CHINA is not ranked among the top mergers and acquisitions (M&A) investment destinations for FTSE 100 companies over the past decade, according to research out today from international law firm Freshfields.
Of the £391.5bn of total M&A investment by FTSE 100 companies between 2003 and 2013, the top 10 countries attracted over 81 per cent of the investment, with China failing to rank among them with just one per cent of the FTSE 100’s total investment (£4.8bn over 111 deals).
On the lack of M&A activity in China, Freshfields India Group chairman Pratap Amin said: “Growth in China has been largely organic over the past decade and many international companies have gained a foothold in the region by pursuing joint venture models rather than outright acquisitions.”
The energy sector has been the most active M&A sector, with almost a third of all investment – £122bn across 472 deals – while the financial sector accounted for a fifth of the total investment – £69.8bn across 358 deals.

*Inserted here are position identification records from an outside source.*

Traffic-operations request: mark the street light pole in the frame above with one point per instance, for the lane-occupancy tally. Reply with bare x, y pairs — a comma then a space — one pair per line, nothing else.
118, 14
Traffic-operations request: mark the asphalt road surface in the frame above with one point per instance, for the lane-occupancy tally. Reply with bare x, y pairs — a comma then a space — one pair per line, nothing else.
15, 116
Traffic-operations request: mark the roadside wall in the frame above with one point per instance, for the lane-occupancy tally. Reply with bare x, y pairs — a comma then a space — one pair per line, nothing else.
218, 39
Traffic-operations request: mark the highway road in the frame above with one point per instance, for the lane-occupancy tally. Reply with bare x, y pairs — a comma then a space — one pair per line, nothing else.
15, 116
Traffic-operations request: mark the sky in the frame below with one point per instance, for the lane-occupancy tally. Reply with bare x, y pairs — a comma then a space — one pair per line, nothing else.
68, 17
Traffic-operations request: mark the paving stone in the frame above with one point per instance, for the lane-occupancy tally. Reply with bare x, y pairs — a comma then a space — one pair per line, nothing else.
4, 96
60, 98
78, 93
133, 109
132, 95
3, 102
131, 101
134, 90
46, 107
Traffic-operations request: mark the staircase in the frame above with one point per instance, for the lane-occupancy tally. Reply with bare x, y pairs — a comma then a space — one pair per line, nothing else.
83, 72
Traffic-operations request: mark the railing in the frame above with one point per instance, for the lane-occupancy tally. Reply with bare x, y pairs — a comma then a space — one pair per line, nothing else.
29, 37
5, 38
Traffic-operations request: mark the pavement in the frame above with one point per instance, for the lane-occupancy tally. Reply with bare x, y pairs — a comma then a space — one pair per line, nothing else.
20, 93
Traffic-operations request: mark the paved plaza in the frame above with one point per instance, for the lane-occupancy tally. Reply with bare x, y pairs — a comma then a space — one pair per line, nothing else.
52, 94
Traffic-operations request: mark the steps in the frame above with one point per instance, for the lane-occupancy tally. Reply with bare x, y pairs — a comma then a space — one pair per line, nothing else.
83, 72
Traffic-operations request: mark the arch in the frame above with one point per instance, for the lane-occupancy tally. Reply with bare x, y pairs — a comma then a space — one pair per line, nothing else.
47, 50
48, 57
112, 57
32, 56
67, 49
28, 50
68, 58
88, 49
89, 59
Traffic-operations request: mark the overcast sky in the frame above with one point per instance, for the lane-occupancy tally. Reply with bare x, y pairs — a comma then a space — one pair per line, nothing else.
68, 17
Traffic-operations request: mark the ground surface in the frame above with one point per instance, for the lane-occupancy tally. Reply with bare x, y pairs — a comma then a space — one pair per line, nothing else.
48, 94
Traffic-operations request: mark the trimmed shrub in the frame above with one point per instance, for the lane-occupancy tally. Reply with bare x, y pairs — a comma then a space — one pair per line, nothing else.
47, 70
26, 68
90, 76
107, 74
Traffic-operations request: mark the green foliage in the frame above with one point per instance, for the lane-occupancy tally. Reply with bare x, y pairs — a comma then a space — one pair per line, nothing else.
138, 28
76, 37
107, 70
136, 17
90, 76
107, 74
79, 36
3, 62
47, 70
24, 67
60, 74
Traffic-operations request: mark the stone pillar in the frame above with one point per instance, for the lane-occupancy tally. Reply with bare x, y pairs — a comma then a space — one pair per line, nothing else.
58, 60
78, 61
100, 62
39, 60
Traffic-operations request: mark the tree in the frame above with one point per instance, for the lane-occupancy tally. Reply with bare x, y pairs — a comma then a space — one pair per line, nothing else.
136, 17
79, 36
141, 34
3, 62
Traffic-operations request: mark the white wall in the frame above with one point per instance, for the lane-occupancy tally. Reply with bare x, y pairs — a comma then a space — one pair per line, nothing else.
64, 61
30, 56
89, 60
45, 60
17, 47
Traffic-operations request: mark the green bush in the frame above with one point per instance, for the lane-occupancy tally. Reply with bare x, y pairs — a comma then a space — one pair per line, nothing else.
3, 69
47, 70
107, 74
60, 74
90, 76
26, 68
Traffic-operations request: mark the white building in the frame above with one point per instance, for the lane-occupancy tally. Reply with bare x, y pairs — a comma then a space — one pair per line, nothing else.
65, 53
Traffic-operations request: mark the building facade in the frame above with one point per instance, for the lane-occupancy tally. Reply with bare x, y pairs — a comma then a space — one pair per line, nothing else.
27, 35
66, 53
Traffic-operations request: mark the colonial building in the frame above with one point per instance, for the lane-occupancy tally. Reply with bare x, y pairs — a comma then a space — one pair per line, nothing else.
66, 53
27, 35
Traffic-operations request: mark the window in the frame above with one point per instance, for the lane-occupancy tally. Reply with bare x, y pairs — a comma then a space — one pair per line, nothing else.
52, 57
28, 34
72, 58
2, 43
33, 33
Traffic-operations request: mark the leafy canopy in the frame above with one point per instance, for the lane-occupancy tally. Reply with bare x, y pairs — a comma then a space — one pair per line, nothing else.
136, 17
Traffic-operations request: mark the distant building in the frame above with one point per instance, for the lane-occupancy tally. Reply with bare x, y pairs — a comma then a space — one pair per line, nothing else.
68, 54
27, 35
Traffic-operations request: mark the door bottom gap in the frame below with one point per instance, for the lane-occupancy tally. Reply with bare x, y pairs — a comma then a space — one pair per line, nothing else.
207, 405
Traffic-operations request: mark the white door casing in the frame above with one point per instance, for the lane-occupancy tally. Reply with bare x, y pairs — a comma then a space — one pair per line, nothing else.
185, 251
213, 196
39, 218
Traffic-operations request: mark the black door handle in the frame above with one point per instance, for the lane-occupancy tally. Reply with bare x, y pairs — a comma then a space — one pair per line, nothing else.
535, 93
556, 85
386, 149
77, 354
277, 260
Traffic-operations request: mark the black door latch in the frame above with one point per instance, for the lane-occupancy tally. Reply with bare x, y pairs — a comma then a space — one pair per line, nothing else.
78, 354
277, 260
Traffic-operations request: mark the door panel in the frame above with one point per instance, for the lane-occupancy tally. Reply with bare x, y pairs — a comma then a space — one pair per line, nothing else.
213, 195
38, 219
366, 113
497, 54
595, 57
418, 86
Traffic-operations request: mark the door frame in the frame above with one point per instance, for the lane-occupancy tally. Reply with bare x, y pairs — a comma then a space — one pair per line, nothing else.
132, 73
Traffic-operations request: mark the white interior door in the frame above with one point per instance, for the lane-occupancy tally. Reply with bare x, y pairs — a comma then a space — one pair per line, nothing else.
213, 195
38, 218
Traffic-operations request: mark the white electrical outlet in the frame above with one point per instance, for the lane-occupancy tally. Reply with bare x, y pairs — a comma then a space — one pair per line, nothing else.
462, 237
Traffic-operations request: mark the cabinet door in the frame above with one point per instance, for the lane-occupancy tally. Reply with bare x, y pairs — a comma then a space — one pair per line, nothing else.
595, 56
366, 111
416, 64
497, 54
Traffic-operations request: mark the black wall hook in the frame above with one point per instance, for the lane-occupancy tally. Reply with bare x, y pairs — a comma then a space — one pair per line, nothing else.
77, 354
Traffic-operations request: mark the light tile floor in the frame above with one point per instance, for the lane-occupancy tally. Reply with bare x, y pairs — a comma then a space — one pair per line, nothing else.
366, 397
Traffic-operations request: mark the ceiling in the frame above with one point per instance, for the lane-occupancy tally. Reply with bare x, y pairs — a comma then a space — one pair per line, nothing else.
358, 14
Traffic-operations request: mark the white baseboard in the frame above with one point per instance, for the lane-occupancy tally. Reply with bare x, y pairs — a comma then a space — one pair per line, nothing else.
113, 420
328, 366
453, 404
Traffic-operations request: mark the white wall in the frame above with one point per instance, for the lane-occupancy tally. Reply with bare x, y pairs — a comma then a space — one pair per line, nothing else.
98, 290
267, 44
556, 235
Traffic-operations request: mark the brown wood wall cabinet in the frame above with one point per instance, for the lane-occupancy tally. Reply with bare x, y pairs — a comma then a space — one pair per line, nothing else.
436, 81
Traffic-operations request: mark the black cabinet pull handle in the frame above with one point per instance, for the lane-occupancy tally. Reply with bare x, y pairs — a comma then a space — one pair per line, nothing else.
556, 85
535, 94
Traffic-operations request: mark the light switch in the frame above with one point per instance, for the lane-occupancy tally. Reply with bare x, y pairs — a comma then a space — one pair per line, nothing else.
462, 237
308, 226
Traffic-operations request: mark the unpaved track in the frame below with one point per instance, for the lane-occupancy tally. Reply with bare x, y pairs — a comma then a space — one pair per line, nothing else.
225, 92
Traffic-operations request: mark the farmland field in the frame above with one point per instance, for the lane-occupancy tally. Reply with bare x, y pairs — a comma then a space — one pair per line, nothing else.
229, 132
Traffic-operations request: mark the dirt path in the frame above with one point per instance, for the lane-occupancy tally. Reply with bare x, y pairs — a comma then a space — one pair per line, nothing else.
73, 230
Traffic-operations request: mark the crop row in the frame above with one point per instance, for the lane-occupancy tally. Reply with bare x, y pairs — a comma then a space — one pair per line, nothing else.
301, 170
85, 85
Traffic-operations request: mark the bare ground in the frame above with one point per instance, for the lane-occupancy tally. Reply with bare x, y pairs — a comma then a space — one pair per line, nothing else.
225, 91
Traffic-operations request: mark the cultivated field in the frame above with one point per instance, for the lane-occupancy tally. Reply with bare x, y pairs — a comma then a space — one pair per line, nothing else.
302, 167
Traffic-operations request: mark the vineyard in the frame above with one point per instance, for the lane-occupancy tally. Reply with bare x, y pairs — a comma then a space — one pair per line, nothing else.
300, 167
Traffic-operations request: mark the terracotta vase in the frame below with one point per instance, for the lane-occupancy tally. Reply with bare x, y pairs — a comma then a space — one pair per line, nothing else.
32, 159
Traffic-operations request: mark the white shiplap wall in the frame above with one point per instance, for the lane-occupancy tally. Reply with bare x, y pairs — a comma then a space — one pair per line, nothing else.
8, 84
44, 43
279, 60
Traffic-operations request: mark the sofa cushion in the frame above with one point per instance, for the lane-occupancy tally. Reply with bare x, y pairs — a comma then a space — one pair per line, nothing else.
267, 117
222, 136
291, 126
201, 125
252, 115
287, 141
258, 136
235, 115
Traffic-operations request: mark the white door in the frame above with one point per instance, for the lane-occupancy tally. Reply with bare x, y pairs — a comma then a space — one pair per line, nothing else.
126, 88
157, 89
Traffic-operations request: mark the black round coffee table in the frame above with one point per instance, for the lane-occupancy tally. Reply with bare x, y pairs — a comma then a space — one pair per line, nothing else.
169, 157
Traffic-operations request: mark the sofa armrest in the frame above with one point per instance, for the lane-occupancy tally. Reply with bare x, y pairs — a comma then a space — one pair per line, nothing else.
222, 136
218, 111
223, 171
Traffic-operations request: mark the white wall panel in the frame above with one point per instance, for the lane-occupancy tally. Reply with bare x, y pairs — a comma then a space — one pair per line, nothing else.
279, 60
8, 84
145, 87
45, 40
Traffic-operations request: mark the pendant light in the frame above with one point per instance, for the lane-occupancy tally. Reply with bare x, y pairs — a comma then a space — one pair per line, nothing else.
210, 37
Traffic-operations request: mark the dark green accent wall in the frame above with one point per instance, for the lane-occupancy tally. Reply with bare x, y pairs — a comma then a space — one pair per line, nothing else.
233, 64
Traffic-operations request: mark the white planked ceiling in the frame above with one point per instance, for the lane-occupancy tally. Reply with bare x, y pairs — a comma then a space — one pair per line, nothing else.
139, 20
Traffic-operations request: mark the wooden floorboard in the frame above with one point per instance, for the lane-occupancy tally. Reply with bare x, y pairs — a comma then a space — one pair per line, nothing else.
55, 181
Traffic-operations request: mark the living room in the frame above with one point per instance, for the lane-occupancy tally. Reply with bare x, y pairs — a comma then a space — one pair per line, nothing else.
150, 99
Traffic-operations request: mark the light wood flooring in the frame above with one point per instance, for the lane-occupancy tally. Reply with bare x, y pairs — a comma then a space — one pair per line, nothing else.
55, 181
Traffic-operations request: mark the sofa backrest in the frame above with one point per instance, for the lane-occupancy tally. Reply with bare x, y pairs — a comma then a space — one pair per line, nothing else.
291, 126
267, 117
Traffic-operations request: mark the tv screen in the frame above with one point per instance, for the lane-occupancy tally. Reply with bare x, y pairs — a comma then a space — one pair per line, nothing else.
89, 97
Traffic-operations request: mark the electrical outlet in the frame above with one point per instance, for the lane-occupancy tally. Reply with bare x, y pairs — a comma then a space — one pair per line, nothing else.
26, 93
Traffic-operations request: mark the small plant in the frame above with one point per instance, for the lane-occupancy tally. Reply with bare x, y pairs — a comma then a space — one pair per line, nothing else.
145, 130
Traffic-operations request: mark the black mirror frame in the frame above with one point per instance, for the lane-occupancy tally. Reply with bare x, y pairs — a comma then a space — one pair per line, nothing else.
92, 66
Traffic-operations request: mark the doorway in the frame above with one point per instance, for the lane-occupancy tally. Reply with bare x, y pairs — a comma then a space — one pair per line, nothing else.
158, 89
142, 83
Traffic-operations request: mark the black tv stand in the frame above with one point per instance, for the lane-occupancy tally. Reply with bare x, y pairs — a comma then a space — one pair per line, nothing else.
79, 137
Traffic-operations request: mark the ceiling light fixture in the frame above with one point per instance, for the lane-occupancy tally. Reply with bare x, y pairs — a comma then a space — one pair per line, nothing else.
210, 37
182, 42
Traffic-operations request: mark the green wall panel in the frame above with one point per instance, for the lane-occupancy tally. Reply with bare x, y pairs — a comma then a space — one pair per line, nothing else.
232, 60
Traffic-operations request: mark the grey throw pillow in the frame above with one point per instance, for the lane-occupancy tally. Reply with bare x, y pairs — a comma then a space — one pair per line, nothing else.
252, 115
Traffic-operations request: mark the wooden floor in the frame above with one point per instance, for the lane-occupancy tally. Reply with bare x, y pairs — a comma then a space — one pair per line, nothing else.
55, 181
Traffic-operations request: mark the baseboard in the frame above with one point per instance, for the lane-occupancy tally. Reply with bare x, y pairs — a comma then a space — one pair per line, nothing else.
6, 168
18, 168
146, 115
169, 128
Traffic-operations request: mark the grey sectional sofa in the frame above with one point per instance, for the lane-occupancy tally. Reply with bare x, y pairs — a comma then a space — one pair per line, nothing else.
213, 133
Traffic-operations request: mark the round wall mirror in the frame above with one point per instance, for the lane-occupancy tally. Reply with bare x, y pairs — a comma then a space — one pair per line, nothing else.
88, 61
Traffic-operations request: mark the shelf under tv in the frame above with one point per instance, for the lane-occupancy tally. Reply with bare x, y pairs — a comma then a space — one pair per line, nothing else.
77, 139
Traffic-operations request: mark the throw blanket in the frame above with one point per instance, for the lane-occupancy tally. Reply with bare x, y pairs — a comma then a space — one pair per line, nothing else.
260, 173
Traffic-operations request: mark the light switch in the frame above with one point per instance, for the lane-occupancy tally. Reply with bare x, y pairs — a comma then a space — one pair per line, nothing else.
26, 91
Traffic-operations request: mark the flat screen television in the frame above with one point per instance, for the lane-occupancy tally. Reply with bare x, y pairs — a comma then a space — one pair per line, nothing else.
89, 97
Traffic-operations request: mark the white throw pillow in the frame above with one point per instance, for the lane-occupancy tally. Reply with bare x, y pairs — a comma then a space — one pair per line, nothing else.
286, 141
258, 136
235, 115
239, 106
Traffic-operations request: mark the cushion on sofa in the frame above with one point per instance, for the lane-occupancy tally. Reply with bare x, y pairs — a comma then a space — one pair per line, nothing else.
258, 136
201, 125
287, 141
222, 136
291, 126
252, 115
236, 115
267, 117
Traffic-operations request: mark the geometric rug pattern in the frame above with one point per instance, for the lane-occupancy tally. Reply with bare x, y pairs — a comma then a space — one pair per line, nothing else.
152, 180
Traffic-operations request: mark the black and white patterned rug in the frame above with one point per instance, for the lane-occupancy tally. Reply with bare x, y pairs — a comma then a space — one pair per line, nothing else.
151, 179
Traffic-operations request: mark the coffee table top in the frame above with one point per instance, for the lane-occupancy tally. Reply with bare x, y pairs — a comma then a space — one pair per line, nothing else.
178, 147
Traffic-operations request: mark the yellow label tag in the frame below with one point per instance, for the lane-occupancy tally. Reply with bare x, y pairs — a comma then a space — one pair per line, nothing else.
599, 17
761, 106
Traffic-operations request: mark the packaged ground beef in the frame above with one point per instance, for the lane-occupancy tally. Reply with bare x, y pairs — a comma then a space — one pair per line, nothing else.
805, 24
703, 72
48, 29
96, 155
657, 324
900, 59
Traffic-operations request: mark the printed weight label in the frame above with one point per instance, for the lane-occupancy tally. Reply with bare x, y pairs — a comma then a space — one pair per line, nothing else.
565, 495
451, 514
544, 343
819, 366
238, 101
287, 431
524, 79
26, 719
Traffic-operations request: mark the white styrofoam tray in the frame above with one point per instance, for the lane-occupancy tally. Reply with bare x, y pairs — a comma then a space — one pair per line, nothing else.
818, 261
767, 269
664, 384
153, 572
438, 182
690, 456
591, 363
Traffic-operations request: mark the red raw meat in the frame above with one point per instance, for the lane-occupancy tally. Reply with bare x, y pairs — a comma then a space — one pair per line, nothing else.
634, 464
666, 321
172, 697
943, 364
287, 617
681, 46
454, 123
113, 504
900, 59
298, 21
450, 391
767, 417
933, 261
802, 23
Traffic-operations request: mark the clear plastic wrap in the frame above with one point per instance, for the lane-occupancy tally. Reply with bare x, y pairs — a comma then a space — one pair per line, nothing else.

Freshfields global head of corporate Edward Braham said: “The FTSE 100 have continued to globalise their businesses over the last 10 years. For several companies, only a relatively small proportion of their global turnover and operations are now in Britain.”
Of emerging markets India has continued to be the frontrunner for the FTSE 100’s M&A investment, attracting 4.8 per cent of total investment.
“India has been more open to international investment in a range of sectors over the past decade, particularly those that are capital-intensive and have needed international expertise,” said Amin.
“British companies have been keen to capitalise on the opportunity and make the most of established historical, cultural and diplomatic ties.”
While investment levels are recovering from their declines during the financial crisis, Freshfields said that firms are still favouring cash reserves as defensive buffers over pursuing takeovers and mergers.
“Despite a few notable mega-deals, we are yet to see M&A levels recovering to historic norms. There seems to be more confidence in the boardroom and Britain’s largest companies are continuing to look for growth in developing markets, particularly in Asia and Africa,” said Braham.